The research, by advice site Save the Student, surveyed 2,196 students in January. Their responses highlight a UK-wide scandal of overpriced and unsafe student housing, with 90% reporting a problem with their accommodation .
While fellow residents are a top cause of complaints, the vast majority are maintenance issues that leave students without basic services or living in unsafe conditions – despite paying average rents of £125 per week (£541 per month).
Portsmouth student Adele describes having to live in shocking conditions:
“On move-in day we found there was no door on the front of the property, then we had no heating for 2 months. We had a broken toilet, broken shower and rats/mice/fleas.
An open drain in the back garden would regularly overflow, just filling the garden with sewage.
Got to the point where we called in the local housing association – turns out we had no gas certificate, no fire door in the kitchen, and even the bannisters on the stairs were unsafe!”
Disputes like these aren’t confined to ‘dodgy’ or cut-price housing. In fact, almost as many students report problems with university accommodation and commercial halls of residence as in privately rented rooms and houses.

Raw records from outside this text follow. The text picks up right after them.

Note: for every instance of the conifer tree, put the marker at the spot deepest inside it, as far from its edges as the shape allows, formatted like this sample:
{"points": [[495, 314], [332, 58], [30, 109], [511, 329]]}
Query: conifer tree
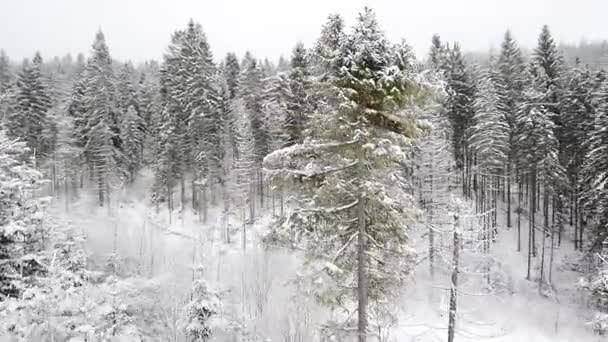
{"points": [[595, 172], [460, 111], [437, 54], [510, 81], [101, 127], [250, 83], [298, 97], [21, 231], [539, 158], [490, 134], [29, 120], [5, 72], [344, 216], [327, 45]]}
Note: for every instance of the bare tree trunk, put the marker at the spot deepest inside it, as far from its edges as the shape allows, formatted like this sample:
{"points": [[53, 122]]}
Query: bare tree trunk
{"points": [[204, 203], [66, 187], [430, 224], [183, 193], [362, 261], [519, 196], [454, 285]]}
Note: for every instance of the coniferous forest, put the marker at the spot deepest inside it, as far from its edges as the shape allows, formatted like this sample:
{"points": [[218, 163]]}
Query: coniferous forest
{"points": [[351, 191]]}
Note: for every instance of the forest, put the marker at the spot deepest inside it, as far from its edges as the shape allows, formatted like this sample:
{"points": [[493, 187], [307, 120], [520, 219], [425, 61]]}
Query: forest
{"points": [[352, 191]]}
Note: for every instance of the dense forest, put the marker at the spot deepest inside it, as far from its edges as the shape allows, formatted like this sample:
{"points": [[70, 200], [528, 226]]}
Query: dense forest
{"points": [[320, 197]]}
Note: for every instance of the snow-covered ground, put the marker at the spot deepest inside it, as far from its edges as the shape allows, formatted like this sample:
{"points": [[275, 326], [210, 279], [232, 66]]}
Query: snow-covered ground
{"points": [[256, 282]]}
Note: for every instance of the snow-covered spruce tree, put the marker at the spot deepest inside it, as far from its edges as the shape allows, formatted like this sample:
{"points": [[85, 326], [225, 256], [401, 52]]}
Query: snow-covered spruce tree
{"points": [[298, 97], [132, 125], [435, 169], [205, 121], [243, 175], [539, 158], [29, 120], [250, 84], [351, 218], [67, 158], [101, 121], [277, 94], [327, 46], [510, 78], [595, 172], [460, 111], [438, 54], [132, 132], [5, 75], [578, 102], [199, 313], [188, 97], [21, 231], [489, 141], [148, 97], [231, 71], [490, 134]]}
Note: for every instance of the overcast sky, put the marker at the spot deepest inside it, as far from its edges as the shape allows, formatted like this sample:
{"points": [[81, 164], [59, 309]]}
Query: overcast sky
{"points": [[141, 29]]}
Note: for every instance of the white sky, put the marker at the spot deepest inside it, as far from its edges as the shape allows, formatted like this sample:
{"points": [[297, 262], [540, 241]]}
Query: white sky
{"points": [[141, 29]]}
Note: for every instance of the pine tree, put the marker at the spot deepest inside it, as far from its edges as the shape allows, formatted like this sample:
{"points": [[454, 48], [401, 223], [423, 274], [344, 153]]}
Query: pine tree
{"points": [[132, 136], [5, 72], [510, 79], [298, 97], [29, 120], [250, 83], [189, 95], [199, 312], [344, 216], [101, 122], [459, 105], [327, 46], [232, 70], [21, 231], [595, 172], [539, 158], [490, 134], [437, 54]]}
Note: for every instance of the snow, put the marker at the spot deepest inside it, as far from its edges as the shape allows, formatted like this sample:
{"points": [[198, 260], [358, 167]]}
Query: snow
{"points": [[517, 315]]}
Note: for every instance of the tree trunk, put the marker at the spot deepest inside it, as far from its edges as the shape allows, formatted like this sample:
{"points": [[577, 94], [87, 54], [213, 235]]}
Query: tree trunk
{"points": [[519, 196], [362, 260], [454, 286]]}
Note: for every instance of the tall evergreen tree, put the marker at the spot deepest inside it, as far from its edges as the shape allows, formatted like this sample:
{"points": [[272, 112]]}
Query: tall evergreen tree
{"points": [[510, 78], [460, 111], [29, 120], [437, 54], [21, 231], [340, 207], [5, 72], [594, 172], [250, 83], [328, 44], [101, 131], [298, 96]]}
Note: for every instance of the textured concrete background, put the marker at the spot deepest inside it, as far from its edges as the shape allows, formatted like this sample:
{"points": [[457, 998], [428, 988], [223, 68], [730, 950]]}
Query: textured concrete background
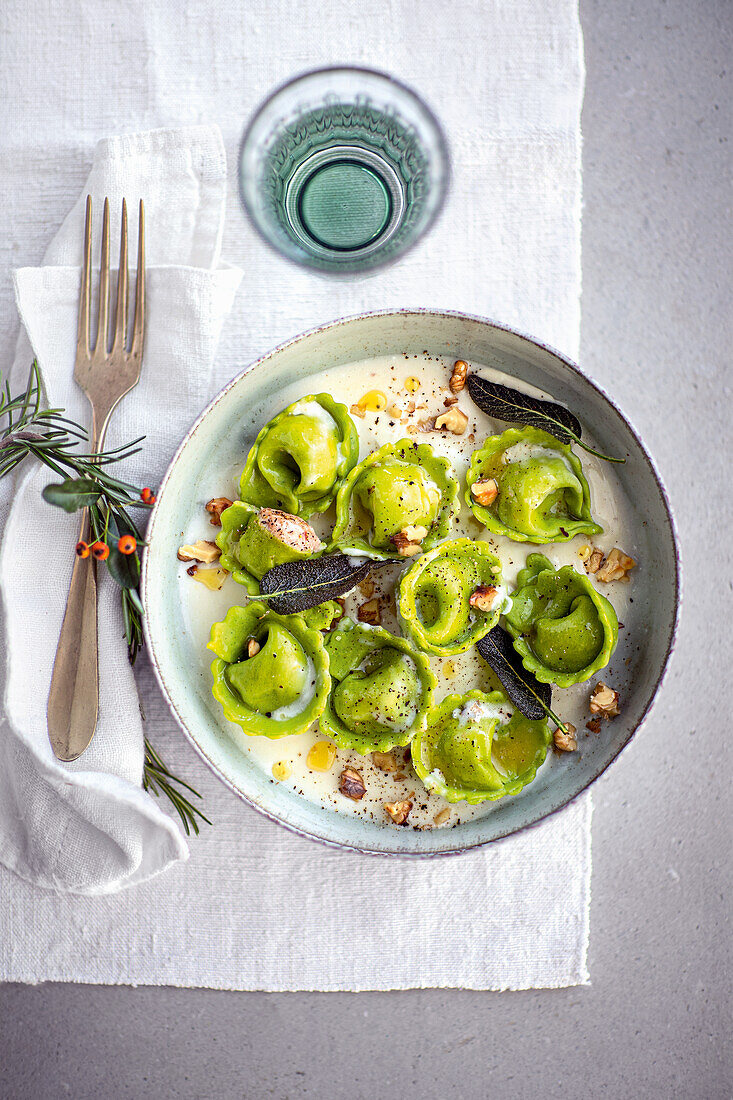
{"points": [[657, 332]]}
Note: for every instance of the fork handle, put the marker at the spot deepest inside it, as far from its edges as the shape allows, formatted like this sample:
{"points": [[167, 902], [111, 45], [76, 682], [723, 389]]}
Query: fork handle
{"points": [[74, 697]]}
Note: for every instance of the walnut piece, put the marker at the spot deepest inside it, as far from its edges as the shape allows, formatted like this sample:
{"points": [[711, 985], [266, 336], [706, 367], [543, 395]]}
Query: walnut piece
{"points": [[371, 612], [215, 507], [351, 784], [483, 597], [385, 761], [459, 375], [398, 812], [407, 542], [566, 741], [201, 550], [604, 701], [592, 559], [616, 567], [290, 530], [484, 492], [453, 420]]}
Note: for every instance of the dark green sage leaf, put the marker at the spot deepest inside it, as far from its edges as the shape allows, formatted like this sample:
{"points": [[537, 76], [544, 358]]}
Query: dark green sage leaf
{"points": [[506, 404], [72, 494], [502, 403], [298, 585], [526, 692]]}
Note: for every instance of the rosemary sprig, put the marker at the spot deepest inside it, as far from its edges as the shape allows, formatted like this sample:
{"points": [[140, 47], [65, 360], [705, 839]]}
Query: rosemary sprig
{"points": [[46, 435], [157, 780]]}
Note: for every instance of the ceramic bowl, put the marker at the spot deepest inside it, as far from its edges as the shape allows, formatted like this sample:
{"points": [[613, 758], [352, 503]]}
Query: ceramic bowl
{"points": [[215, 442]]}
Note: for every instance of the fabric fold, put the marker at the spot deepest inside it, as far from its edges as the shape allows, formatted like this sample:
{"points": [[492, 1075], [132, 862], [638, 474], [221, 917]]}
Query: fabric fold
{"points": [[88, 827]]}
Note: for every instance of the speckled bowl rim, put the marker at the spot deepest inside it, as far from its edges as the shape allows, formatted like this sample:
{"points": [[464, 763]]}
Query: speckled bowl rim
{"points": [[449, 315]]}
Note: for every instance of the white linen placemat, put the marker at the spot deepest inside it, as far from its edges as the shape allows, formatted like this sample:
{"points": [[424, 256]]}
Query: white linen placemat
{"points": [[255, 908]]}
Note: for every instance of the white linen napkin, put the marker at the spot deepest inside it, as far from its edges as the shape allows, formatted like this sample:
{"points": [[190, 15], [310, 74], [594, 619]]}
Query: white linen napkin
{"points": [[88, 826], [254, 906]]}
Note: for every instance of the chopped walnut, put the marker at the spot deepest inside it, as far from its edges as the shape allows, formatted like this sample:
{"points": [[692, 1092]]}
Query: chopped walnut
{"points": [[484, 492], [453, 420], [604, 701], [616, 567], [398, 812], [215, 507], [407, 542], [370, 612], [483, 597], [593, 559], [367, 587], [566, 740], [459, 375], [201, 550], [351, 784]]}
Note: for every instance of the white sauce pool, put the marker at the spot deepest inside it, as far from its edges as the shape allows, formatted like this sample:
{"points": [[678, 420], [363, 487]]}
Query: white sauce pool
{"points": [[457, 674]]}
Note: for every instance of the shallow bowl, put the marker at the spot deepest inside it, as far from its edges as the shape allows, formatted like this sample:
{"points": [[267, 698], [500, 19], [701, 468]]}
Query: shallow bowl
{"points": [[638, 663]]}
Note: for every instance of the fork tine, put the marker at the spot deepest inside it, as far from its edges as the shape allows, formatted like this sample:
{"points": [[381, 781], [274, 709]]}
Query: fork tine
{"points": [[83, 327], [100, 347], [139, 327], [121, 318]]}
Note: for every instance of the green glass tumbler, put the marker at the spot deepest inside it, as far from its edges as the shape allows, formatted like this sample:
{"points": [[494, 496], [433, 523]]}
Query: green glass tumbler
{"points": [[343, 169]]}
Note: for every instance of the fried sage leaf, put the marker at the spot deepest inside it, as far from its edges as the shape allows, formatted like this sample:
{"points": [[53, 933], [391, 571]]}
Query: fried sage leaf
{"points": [[502, 403], [297, 585], [527, 694]]}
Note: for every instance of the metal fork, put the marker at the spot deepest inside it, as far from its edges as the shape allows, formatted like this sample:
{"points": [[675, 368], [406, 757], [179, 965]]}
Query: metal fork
{"points": [[105, 376]]}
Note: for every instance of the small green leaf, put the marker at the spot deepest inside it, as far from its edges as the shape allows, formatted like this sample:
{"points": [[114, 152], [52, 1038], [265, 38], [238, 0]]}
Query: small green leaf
{"points": [[72, 494], [298, 585], [123, 568], [503, 403]]}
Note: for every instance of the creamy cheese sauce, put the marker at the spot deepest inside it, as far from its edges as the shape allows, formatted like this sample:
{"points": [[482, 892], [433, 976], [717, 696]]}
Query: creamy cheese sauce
{"points": [[456, 674]]}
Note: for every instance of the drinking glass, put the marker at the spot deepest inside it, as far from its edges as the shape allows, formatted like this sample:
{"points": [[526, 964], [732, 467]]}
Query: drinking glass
{"points": [[343, 169]]}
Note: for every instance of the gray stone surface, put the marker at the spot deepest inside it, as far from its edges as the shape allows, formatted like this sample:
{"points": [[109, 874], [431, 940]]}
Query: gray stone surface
{"points": [[657, 1019]]}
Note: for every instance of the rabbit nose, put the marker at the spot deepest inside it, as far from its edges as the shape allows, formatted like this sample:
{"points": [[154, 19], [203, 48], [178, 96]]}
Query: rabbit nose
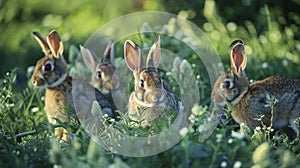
{"points": [[158, 95]]}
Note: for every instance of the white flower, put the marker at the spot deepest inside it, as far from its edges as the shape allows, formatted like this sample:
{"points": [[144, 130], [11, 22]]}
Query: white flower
{"points": [[183, 131]]}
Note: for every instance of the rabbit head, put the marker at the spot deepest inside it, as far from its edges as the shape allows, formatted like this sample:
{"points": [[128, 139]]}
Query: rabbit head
{"points": [[148, 83], [51, 70], [231, 86], [102, 72]]}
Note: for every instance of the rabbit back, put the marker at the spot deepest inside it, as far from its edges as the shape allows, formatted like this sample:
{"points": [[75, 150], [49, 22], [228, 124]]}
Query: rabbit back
{"points": [[256, 103]]}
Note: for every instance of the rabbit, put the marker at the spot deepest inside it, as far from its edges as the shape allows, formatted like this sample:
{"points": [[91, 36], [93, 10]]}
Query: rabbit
{"points": [[151, 95], [102, 72], [252, 101], [63, 91]]}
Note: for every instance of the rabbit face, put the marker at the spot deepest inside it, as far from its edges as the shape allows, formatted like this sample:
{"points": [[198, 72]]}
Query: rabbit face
{"points": [[232, 86], [47, 75], [51, 70], [149, 87]]}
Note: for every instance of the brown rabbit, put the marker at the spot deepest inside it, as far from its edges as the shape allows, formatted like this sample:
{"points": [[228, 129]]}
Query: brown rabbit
{"points": [[102, 72], [151, 95], [250, 101], [51, 73]]}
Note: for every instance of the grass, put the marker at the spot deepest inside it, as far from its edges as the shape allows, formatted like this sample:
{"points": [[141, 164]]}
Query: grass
{"points": [[27, 140]]}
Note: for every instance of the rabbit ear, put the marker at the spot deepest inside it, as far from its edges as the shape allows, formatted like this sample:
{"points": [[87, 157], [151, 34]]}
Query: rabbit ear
{"points": [[89, 58], [133, 56], [238, 57], [55, 44], [154, 54], [43, 43], [109, 54]]}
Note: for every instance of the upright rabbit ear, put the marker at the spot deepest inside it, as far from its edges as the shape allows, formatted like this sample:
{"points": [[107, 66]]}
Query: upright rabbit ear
{"points": [[43, 43], [109, 54], [89, 58], [133, 56], [55, 44], [154, 54], [238, 57]]}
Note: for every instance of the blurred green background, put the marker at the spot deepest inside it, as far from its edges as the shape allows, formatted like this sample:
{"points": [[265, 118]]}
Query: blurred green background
{"points": [[76, 20]]}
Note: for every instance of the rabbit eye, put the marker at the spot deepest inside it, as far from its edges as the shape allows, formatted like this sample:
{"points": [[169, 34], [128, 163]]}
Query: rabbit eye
{"points": [[99, 74], [142, 83], [48, 67], [227, 84]]}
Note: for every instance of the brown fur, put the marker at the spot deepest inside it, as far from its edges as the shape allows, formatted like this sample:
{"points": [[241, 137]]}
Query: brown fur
{"points": [[250, 102]]}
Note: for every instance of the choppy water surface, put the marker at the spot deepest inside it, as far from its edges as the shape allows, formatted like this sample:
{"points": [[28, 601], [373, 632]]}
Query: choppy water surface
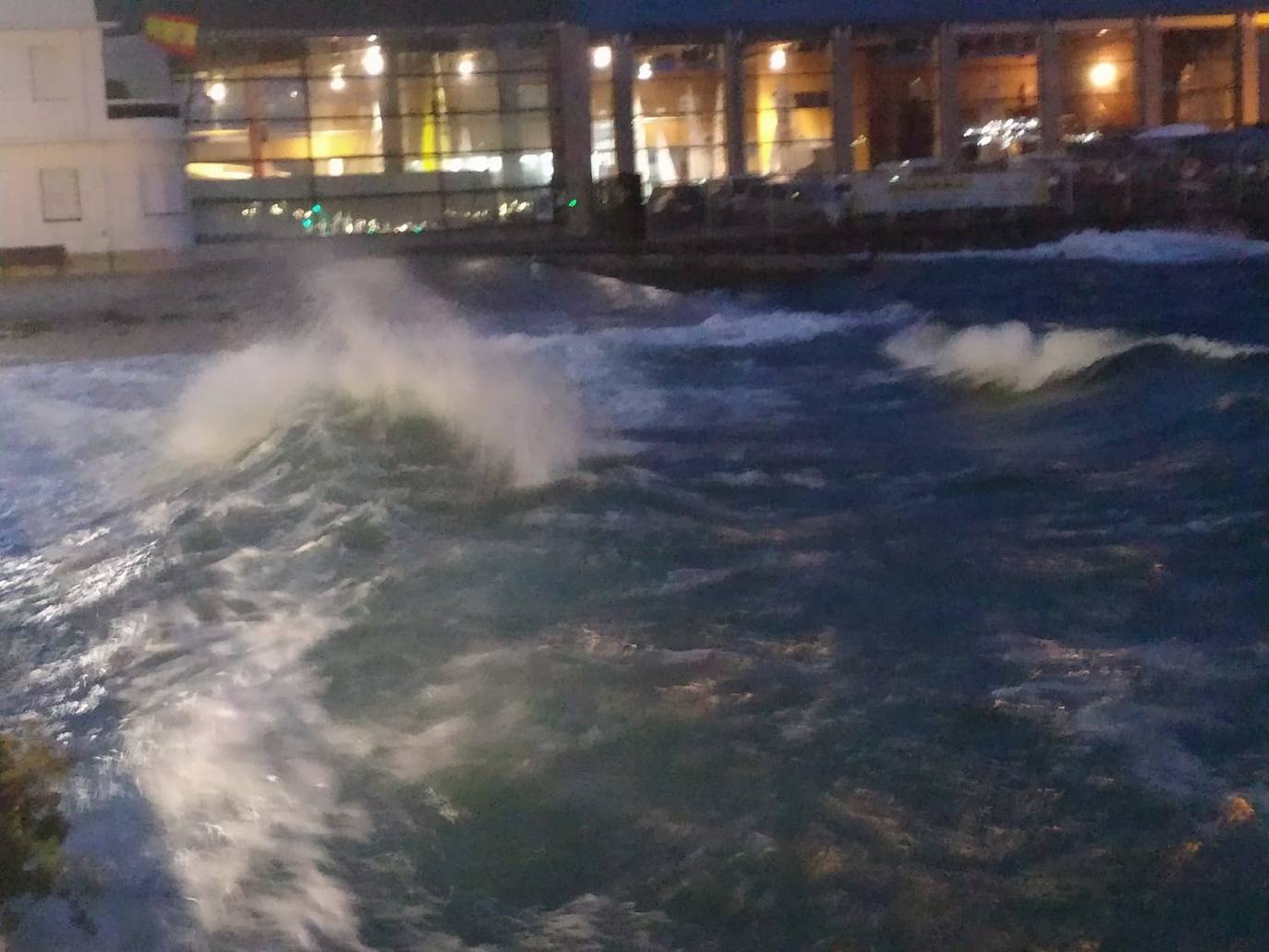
{"points": [[515, 609]]}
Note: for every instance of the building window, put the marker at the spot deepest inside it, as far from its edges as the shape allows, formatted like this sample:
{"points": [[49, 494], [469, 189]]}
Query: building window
{"points": [[788, 117], [1200, 83], [60, 196], [163, 190], [997, 95], [679, 114], [1099, 81], [50, 74], [399, 135], [895, 83]]}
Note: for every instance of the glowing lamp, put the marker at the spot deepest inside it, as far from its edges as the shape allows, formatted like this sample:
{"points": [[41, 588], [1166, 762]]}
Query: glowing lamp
{"points": [[1103, 75]]}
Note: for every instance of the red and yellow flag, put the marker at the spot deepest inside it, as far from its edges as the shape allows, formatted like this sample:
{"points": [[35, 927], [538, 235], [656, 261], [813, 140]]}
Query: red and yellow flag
{"points": [[175, 33]]}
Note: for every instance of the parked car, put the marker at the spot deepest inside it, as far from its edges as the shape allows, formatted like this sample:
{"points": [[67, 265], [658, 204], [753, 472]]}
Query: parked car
{"points": [[678, 206]]}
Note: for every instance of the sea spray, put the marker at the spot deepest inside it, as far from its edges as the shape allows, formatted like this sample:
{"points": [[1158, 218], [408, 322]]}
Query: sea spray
{"points": [[504, 405], [1014, 356]]}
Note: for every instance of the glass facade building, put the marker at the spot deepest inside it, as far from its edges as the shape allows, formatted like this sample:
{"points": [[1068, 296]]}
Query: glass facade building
{"points": [[414, 131]]}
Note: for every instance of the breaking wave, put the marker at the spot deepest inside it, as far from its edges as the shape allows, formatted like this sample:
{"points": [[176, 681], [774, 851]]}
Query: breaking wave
{"points": [[1014, 356], [1143, 247], [502, 405]]}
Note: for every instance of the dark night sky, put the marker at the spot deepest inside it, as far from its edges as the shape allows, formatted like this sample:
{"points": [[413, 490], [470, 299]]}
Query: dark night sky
{"points": [[614, 14]]}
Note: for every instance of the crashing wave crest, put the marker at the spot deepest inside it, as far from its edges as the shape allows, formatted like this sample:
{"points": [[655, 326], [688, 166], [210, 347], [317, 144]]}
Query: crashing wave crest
{"points": [[1014, 356]]}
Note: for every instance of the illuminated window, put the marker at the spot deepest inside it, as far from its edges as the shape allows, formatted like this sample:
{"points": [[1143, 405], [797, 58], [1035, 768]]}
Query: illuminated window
{"points": [[60, 195]]}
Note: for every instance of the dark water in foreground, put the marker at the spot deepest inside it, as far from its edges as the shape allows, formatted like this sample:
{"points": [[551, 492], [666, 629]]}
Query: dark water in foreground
{"points": [[868, 619]]}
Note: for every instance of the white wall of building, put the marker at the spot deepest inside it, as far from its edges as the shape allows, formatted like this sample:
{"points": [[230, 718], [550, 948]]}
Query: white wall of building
{"points": [[68, 175]]}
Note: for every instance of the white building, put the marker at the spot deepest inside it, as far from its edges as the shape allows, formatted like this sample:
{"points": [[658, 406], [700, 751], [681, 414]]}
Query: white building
{"points": [[98, 176]]}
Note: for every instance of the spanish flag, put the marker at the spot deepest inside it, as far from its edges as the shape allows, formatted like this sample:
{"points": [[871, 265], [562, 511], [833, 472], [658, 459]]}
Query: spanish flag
{"points": [[175, 33]]}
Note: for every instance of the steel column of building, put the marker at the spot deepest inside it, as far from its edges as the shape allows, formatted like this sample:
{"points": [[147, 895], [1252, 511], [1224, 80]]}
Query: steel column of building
{"points": [[1248, 108], [949, 114], [733, 85], [1150, 56], [623, 103], [1049, 88], [843, 101], [1263, 78], [570, 95]]}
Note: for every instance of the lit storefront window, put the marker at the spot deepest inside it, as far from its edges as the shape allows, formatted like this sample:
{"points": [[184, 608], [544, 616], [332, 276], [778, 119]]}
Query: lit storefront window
{"points": [[895, 87], [1099, 81], [603, 138], [679, 114], [788, 111], [389, 135], [997, 95], [1200, 77]]}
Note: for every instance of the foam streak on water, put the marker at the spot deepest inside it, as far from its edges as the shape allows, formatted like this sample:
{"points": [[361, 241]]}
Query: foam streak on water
{"points": [[514, 625]]}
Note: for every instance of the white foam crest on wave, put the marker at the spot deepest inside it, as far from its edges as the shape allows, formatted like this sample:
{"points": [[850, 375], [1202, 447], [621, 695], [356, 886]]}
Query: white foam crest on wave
{"points": [[736, 328], [1015, 356], [1142, 247], [506, 406]]}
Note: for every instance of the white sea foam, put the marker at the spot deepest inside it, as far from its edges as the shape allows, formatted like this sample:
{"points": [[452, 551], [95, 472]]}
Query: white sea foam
{"points": [[506, 407], [1145, 247], [733, 328], [1015, 356]]}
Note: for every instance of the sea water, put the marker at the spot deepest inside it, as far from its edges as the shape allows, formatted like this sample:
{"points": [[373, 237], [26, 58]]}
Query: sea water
{"points": [[509, 609]]}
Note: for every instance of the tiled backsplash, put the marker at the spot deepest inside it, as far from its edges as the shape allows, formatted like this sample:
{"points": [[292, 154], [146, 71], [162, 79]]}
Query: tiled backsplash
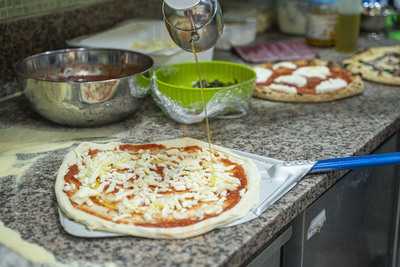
{"points": [[24, 8]]}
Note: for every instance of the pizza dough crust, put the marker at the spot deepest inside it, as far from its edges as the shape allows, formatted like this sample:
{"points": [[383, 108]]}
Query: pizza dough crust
{"points": [[355, 66], [248, 200], [354, 88]]}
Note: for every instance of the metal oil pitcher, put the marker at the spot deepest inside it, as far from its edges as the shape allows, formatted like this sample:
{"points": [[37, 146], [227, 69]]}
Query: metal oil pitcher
{"points": [[193, 24]]}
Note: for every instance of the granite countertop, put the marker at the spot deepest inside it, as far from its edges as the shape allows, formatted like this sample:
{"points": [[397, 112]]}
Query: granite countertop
{"points": [[284, 131]]}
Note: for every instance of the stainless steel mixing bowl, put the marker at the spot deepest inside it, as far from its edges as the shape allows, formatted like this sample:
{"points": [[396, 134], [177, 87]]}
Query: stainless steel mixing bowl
{"points": [[85, 86]]}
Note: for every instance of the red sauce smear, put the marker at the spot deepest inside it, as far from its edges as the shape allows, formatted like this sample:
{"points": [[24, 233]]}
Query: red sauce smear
{"points": [[69, 177], [159, 170], [93, 152], [135, 148], [192, 149]]}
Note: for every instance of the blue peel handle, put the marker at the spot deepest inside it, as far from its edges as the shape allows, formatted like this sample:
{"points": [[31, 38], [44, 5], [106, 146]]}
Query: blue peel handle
{"points": [[355, 162]]}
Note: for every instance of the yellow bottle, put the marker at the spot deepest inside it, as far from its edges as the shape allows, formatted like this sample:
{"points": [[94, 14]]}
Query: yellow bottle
{"points": [[321, 21], [348, 25]]}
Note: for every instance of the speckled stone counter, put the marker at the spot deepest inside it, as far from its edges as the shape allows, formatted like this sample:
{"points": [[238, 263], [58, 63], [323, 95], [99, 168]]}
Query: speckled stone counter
{"points": [[284, 131]]}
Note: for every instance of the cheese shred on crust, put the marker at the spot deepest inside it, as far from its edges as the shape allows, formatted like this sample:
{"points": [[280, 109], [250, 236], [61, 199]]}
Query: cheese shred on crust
{"points": [[155, 190]]}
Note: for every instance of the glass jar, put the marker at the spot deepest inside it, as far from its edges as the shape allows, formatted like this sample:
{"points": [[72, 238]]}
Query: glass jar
{"points": [[321, 22], [292, 16]]}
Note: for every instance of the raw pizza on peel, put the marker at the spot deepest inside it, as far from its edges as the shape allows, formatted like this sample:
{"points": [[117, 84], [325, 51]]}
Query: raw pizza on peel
{"points": [[378, 64], [305, 81], [168, 189]]}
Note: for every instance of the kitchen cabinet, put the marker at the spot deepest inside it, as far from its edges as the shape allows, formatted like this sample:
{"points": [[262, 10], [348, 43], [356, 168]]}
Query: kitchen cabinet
{"points": [[353, 224]]}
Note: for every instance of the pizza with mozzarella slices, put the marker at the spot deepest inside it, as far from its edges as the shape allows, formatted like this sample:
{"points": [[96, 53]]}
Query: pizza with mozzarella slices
{"points": [[377, 64], [305, 81], [171, 189]]}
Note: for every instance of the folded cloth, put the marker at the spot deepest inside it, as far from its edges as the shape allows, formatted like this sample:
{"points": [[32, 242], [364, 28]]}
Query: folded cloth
{"points": [[294, 49]]}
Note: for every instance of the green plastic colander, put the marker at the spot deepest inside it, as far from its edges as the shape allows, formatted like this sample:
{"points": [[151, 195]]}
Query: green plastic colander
{"points": [[176, 81]]}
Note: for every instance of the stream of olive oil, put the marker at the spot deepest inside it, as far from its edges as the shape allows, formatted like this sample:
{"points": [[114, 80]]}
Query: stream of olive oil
{"points": [[203, 99]]}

Kerry, a student in Bournemouth, comments:
“Halls were a terrible experience. Building work almost constantly, rats, and a very irritating flatmate who was loud and disgusting and inappropriate.”
Save the Student’s findings are particularly relevant as the Homes (Fitness for Human Habitation) Act – which comes into force on March 20th – gives students a way to take action against landlords who ignore their legal responsibilities.
The 10 biggest issues for student renters
- Noisy housemates (45%)
- Damp (35%)
- Housemates stealing food (33%)
- Lack of water/heating (32%)
- Disruptive building work (20%)
- Inappropriate landlord visits (16%)
- Rodents & pests (16%)
- Dangerous conditions (5%)
- Burglary (5%)
- Bed bugs (3%)
Asking for help with housing issues is no guarantee that anything will be done. Although half (45%) of students say problems are resolved within a week, 1 in 5 waits more than a month. A handful (4%) say their issues are never resolved.
Lily studies in Newcastle. She comments:
“Last year I had no hot water for the entire year. I had to boil the kettle and fill up the sink that way to wash my face.”
The true costs of student accommodation
The pressure to find decent homes is so high that 1 in 3 students begins looking for next year’s accommodation in or before November – that’s just weeks after the start of the academic year.
This is brutal on finances, as students pay an average of £970 in upfront housing costs: deposit (£311), admin fees (£119) and a month’s rent in advance (£541). The stress on students and parents is even greater because the average Maintenance Loan* – money the government awards for living costs – is just £541/month.
Housing charity Shelter calls accommodation affordable when costs are no more than 35% of income. However, the average student rent swallows 100% of the typical Maintenance Loan payment, leaving nothing to cover all other housing or living expenses.
As a consequence, half (50%) of all students struggle to pay rent, while two-thirds borrow from family, banks and other lenders to cope with housing costs.
Parents who earn enough are ‘expected’ to contribute towards uni living costs (this calculator shows how much and who has to pay).
However, this latest research shows the burden on family finances. Parents contribute £44 per week on average (£2,288 per year) to help students pay rent – but 1 in 5 gives more than £100 per week (£5,200 per year).
Banks are the next most common source of borrowing, with 40% of students turning to overdrafts, loans or credit cards to find the extra cash.
Students are under immense pressure to make ends meet, yet many are rewarded with housing that’s just not fit for purpose. The consequences include stories of damp- and mould-related illness, plus distress caused by money worries.
Two-thirds of students (63%) say housing costs have affected their mental health, while 37% say they have affected their studies.
Mark in Sheffield is only part-way through his course. He says:
“I have suffered from severe depression and anxiety at university, and have undergone counselling and CBT because of it.
My parents help as much as they can but it is hard for me to afford my rent and living expenses on minimum student loan when my parents are putting two other children through university.
I had a part-time job but that plus studying was too much and made my mental health worse.”
Most troubling of all, the findings of the National Accommodation Survey show a clear link between money and wellbeing at university. The more rent prices exceed the financial support on offer, the more students suffer mental and financial stress.
Jake Butler, student money expert from Save the Student, says:
“Too many people – including students – seem to believe that poor living conditions are just a part of student life.
Our investigation confirms how students are being unfairly treated as if second-class citizens, expected to put up with dire conditions throughout their studies.
It’s even more outrageous considering the sums of money being handed over to landlords. Rent swallows up the entire Maintenance Loan for many students, piling on added stress of having to make ends meet while living in squalor.
Whilst the laws around renting are constantly improving there needs to be a much easier way for students to report and resolve problems with their accommodation.”
Kelly-Anne Watson, Delivery Officer for student housing charity Unipol:
“It’s imperative for ourselves, universities, and students unions to be educating students on their rights and to give well informed advice on housing.
We must work collectively as a sector to improve standards and make sure that there are a range of varied rents for students to choose from, so there are not further barriers into education.
We’d encourage providers to voluntarily join one of three national codes: UUK, ANUK and Unipol. Within a code, it is unacceptable for landlords to ignore reported issues such as the 1/3 of students (from this survey) who report living with damp, or without hot water and heating.”